2/4 ANALYTICAL ESSAY
A DOLL’S HOUSE by Henrik Ibsen
- Introduction – topic sentence; summary sentences that include author, title and genre; thesis – must be arguable; 2 proofs
- 2 Body Paragraphs – evidence must include relevant and adequate textual examples, quote support and commentary; transition smoothly between ideas; connect to both proof and also thesis
- Conclusion – restate thesis; summarize main points of essay; end with a strong and memorable final sentence
- Mechanics – proofread for spelling/typos; maintain 3rd person voice throughout; check for pronoun ambiguity/agreement; maintain verb tense consistency etc.
A thesis is a statement that can be argued and successfully proven with textual evidence. It is not a statement of fact, but rather a statement of opinion.
Possible thesis options for A Doll’s House:
Character driven essays:
- Consider the character of Torvald. Is Torvald an antagonist? A misogynist (man who hates women)? A victim of 19th century social norms? Although Torvald presents himself as a confident man, is he really insecure?

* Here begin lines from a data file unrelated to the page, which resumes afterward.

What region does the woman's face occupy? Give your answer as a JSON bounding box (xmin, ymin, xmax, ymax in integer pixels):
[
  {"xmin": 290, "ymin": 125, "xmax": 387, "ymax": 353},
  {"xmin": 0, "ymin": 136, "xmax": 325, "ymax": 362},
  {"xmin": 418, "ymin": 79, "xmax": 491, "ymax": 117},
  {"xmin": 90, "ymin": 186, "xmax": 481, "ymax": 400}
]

- Consider the character of Nora. Is Nora a product of society, a doll in a doll’s house? Is Nora a tragic hero? Is Nora a rite-of-passage character? Is Nora responsible for own her problems? Does Nora make the right decision to leave her family at the end of the play?
- Consider the character of Dr. Rank. Why did Ibsen create the character of Dr. Rank? How is he a foil for Torvald?

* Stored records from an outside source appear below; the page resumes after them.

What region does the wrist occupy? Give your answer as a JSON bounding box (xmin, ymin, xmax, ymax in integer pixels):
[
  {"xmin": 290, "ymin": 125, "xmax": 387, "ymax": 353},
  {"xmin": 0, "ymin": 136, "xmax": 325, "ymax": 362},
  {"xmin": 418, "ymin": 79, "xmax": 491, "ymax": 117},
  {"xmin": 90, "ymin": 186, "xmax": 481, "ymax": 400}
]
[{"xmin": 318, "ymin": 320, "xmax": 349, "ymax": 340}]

- Consider the character of Kristina. Why did Ibsen create the character of Kristina? How is she a foil for Nora?
- Identify a theme from the play and formulate a thesis around it i.e. One of the messages of A Doll’s House is that …..

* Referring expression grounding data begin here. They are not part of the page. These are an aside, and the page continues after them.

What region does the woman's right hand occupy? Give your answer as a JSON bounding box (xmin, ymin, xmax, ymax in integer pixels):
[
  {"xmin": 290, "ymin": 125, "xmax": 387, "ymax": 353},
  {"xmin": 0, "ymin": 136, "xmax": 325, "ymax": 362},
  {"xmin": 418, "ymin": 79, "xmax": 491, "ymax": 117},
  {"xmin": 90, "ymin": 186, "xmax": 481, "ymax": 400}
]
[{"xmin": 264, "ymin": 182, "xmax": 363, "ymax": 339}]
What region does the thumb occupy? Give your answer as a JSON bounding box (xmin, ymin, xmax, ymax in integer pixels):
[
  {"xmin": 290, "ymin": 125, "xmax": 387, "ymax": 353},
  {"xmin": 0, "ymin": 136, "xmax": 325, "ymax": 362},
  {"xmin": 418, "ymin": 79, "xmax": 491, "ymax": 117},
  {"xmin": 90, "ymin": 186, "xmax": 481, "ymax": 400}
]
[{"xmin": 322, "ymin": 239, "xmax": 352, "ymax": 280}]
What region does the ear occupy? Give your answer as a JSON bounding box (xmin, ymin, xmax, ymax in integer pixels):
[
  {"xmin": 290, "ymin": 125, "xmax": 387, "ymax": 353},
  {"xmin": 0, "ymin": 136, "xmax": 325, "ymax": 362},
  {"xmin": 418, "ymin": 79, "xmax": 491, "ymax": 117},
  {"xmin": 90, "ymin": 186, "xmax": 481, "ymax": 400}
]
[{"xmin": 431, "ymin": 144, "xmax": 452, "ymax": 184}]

truth can be both constructive and destructive
people often prefer illusion to reality
appearances can be deceiving
- other thematic connections revolve around:
respect and the value of reputation
deceit and lies
the importance of money
men and masculinity
women and femininity
concept of home
- What comment is Ibsen making about 19th century society? Does he criticize this society? How so? Possible ideas: gender roles, pressure for men to achieve success and maintain a good reputation, little opportunities for married and unmarried women (consider Nora, Kristina and Nanny), love/marriage.